Threshold-independent classifier ranking

ROC plots true vs false positive rates across all thresholds; AUC is the area under that curve. Together they evaluate a classifier's ranking ability without committing to a threshold.

Definition

The ROC curve plots True Positive Rate (TPR = recall) vs False Positive Rate (FPR) as the threshold varies. A curve hugging the top-left corner is good; the diagonal is random guessing. The area under the curve, AUC, is 0.5 for random and 1.0 for perfect.

AUC is valuable because it evaluates ranking without forcing a threshold. Specifically: it's the probability that a random positive scores higher than a random negative — making it a fair, objective metric to compare different models.

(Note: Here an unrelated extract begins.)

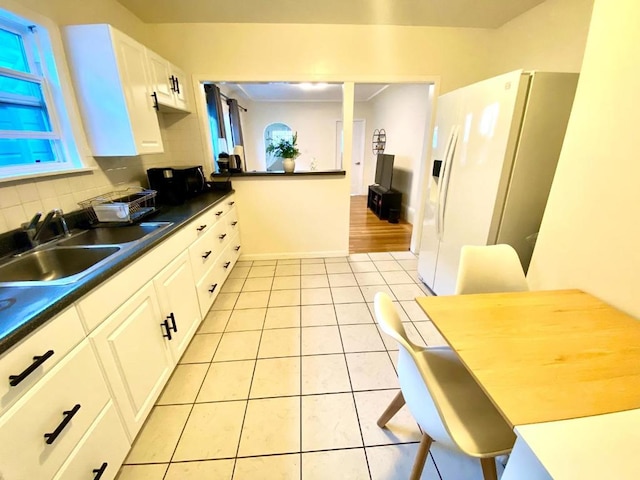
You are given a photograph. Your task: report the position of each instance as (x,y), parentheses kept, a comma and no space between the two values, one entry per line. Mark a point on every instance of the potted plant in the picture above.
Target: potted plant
(287,150)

Under heavy class imbalance, ROC-AUC can look optimistic. Precision-Recall AUC (Average Precision) is then more informative — it focuses on the positive class. Roughly: ROC-AUC for balanced problems, PR-AUC for highly imbalanced.

Analogy

A teacher ranking students by "could this kid finish first?". The teacher gives 100 ranks; you test the ranking by sampling actual top-finishers and asking "are they near the top?". AUC quantifies that question: is a random positive ranked above a random negative? At 100% → AUC=1.0; at 50% → AUC=0.5 (random).

Real-world example

An insurer compares logistic regression, random forest, and LightGBM. No imbalance issue, but no threshold yet either. Comparing by accuracy or F1 would lock in a threshold; AUC compares them threshold-free.

| Model | ROC-AUC | PR-AUC | |-------|---------|--------| | Logistic | 0.79 | 0.34 | | Random Forest | 0.86 | 0.48 | | LightGBM | 0.91 | 0.56 |

LightGBM wins on both general ranking and positive-focused ranking. Threshold selection happens later; the model winner is clear.

Code examples

scikit-learn · ROC curve + AUCPython

from sklearn.metrics import roc_curve, auc, roc_auc_score, average_precision_score
import matplotlib.pyplot as plt

probs = model.predict_proba(X_test)[:, 1]

fpr, tpr, thr = roc_curve(y_test, probs)
roc_auc = auc(fpr, tpr)

roc_auc_score_v = roc_auc_score(y_test, probs)
ap = average_precision_score(y_test, probs)
print(f"ROC-AUC: {roc_auc_score_v:.4f}")
print(f"PR-AUC (Average Precision): {ap:.4f}")

plt.figure(figsize=(6, 6))
plt.plot(fpr, tpr, label=f"AUC = {roc_auc:.3f}")
plt.plot([0, 1], [0, 1], "k--", alpha=0.5, label="random")
plt.xlabel("False Positive Rate")
plt.ylabel("True Positive Rate")
plt.title("ROC Curve")
plt.legend()
plt.savefig("roc.png", dpi=150, bbox_inches="tight")

When to use

Threshold-independent overall performance
Objectively comparing multiple models
Model selection before threshold is finalized
Ranking problems (recommendation, search)

When not to use

Heavy class imbalance — ROC-AUC is optimistic; prefer PR-AUC
A single fixed-threshold decision — go straight to precision/recall
Multi-class — be careful with macro/micro/OvR/OvO aggregation

Common pitfalls

Treating AUC as calibrated probability

AUC is a ranking metric, not a probability. High AUC doesn't guarantee well-calibrated probabilities — apply Platt scaling or isotonic regression if needed.

Only ROC-AUC under heavy imbalance

0.95 ROC-AUC can hide a PR-AUC of 0.3. Always report both.

Ignoring statistical significance

Is 0.86 vs 0.87 real or noise? Use DeLong's test to compare two AUCs properly.